Alguns ainda teimam em se questionar se é necessário criar uma política que beneficie ou “favoreça” a população negra num país onde a convivência entre brancos e pretos é pacífica e onde não existe qualquer tipo de desigualdade étnico-racial. São julgamentos que partem de um princípio, já por muitos, criticado, o de que existe uma democracia racial no Brasil. Essa é uma lógica que paira soberana na cabeça de boa parte dos brasileiros e que por ser entendida como uma lógica – algo que não pode ser contrariado – se estabelece como verdade irrefutável. Acontece que nenhuma verdade é absoluta, nenhuma verdade é senão um constructo coletivo, às vezes imposto, às vezes consensuado pela disseminação de um discurso.

Muitos críticos do sistema de cotas lançam mão desse mito para afirmar que negros e brancos são iguais no Brasil e que, portanto, reservar vagas seria privilegiar um grupo em detrimento de outro, o que fere nossa Constituição. Outros vão ainda mais longe ao evocarem cinicamente o argumento de que os próprios negros se sentiriam inferiores na universidade por terem ingressado por meio de cotas. Ora, o que eles não percebem é que ao dar vazão a essa idéia, deixam escapar o preconceito arraigado de que negros são realmente inferiores.
No Brasil, o mito da democracia racial foi e continua sendo uma construção discursiva, que se baseia no mito da união das três raças – brancos, negros e indígenas – uma tentativa de se pensar uma nação, ou que seria o povo brasileiro.

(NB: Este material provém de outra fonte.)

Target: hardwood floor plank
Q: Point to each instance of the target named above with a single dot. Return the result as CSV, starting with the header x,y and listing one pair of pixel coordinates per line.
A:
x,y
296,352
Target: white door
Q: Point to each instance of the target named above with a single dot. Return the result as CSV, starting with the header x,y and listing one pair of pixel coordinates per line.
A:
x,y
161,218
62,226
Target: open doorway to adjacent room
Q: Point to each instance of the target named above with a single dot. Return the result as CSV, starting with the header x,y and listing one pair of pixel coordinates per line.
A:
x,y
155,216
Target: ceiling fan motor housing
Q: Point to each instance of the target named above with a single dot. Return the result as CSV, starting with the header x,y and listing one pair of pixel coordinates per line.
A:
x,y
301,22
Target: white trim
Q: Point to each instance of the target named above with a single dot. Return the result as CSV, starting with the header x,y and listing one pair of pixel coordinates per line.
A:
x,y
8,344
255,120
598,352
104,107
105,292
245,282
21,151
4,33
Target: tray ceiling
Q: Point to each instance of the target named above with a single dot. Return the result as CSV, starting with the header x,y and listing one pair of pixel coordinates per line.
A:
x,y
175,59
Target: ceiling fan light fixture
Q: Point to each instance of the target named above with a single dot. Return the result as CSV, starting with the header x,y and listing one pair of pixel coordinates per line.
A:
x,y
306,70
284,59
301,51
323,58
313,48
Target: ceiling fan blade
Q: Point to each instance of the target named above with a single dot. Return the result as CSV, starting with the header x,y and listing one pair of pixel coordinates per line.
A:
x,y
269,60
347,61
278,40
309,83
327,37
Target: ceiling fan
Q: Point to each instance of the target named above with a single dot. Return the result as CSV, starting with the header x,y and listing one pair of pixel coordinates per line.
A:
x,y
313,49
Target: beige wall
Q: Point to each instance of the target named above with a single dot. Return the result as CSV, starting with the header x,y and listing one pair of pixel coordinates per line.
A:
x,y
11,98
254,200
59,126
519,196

O que ninguém reflete é que a ascensão ou descenso de qualquer grupo social está ligada intimamente à relação de poder que tal grupo mantém com o Estado. E, no nosso caso, o Estado importado de Portugal era (muito de mais) branco.
Os brancos de ascendência européia dominaram não apenas do ponto de vista econômico – tendo em vista o processo histórico de colonização – mas também do ponto de vista simbólico, na medida em que eram, os intelectuais brancos os principais divulgadores da idéia de democracia racial. E por mais que houvesse no início do século XX teorias sociais que visavam a incluir o negro na “história” do país, essas teorias eram pautadas por ideais de dissolução da cultura negra, de suas crenças, suas manifestações e até mesmo de sua cor escura.
Houve, portanto, um processo de aculturamento do negro, ou como defendiam alguns intelectuais e literatos, um processo civilizatório que criava um modelo idealizado, despido de suas características reais. No fundo, a união das três raças nunca passou de uma ideologia forjada para submeter os negros (e os índios) à supremacia do homem branco. Daí nasce a idéia da mestiçagem, que permitiria uma suposta limpeza biológica da população, na medida em que o cruzamento com a raça branca garantiria a supressão das características negras e indígenas.
O mito da democracia racial acabou garantindo ao longo do século XX uma espécie de unidade nacional. No entanto, tal mito foi construído sobre a completa marginalização do povo negro, ainda que isso tenha sido feito com cinismo, na medida em que, após a libertação dos escravos nenhuma política de inclusão social do negro foi realizada pelo Estado brasileiro, ao contrário, a política eugênica proposta foi a da imigração dos brancos, sobretudo, alemães e italianos, para construir o país do futuro.